The bucket brigade chip

Typical stage setup (click to enlarge)


When we set out to build a chorus pedal, we began by asking one simple question: Why build one if there are already tons on the market? The answer was clear: The Vienna must provide an alternative that can give the more demanding guitarist with attributes that are no longer readily available from companies like Boss.

It is important to state that there is nothing wrong with a Boss chorus pedal. Boss wrote the book on chorus pedals back in the 1970's... and still today, lead the market with their technological advancements. The only problem is that for the purist, these new digital pedals sound too clean. They do not have the character of the old analog chorus pedals from years gone by. And to make matters worse, since the advent of ROHS (lead free initiatives), old bucket brigade chips have all but disappeared.

The first matter at hand was to secure several thousand of the original Panasonic MN3007 bucket brigade chips – enough to make developing the Vienna a worthwhile venture. Next, because these chips actually sell for more money today than they did 40 years ago, we seated the chip so that the rest of the pedal could be recycled and the chips resold.
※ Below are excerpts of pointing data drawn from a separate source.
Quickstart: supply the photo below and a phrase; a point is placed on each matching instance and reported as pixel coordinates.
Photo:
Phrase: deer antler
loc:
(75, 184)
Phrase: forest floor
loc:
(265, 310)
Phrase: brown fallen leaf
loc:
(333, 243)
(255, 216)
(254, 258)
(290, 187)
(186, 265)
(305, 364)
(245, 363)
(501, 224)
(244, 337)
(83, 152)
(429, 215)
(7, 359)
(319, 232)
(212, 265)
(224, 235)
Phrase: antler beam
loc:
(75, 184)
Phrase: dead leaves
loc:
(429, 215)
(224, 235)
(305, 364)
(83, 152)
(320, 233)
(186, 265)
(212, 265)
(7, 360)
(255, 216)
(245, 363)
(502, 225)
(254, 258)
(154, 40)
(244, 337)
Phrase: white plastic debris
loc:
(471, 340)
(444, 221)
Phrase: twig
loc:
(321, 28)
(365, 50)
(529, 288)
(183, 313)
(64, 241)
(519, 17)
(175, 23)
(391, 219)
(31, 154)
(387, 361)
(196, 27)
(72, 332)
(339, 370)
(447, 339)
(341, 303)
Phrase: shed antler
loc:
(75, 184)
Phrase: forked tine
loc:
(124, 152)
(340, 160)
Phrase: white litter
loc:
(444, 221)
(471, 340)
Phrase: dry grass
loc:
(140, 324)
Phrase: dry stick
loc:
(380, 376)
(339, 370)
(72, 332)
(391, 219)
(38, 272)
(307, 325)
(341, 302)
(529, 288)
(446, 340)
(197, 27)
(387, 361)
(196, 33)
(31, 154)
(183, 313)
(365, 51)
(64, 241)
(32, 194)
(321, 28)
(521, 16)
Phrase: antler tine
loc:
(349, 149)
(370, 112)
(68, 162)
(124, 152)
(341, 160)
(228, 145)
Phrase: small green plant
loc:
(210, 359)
Now that we had the 'engine' – we had to decide on the feature set. For the Vienna we chose to focus on a compact pedal that would deliver two different settings so that the guitarist could transition from a slow choral to a fast Leslie or tremolo effect. This of course meant adding twice as many controls and two footswitches onto the work surface. But with these controls, you could set tow speeds and two intensities and toggle between them with a single foot stomp. For fun, we added a turbo mode that enables the artist to increase the intensity for more dramatic chorus effects.

Finally, we chose to make the Vienna a mono device. Why mono when most chorus pedals are stereo? Simple... most players use one amp on stage. And when they have two amps, they are usually switching between them. Very few guitarists bring two amps to a gig for a true stereo setup and even if they do, considering the PA speakers are usually spread across 15 peters (50'), no one in the crowd can actually hear the stereo effect. Instead we focussed on maximising the tone and enhancing the mid range where the guitar lives.

The Vienna Chorus delivers the warmth and character of a vintage chorus yet has less noise and dual-mode functionality. And since it is powered by 9 volts, it is easily adapted to any pedalboard.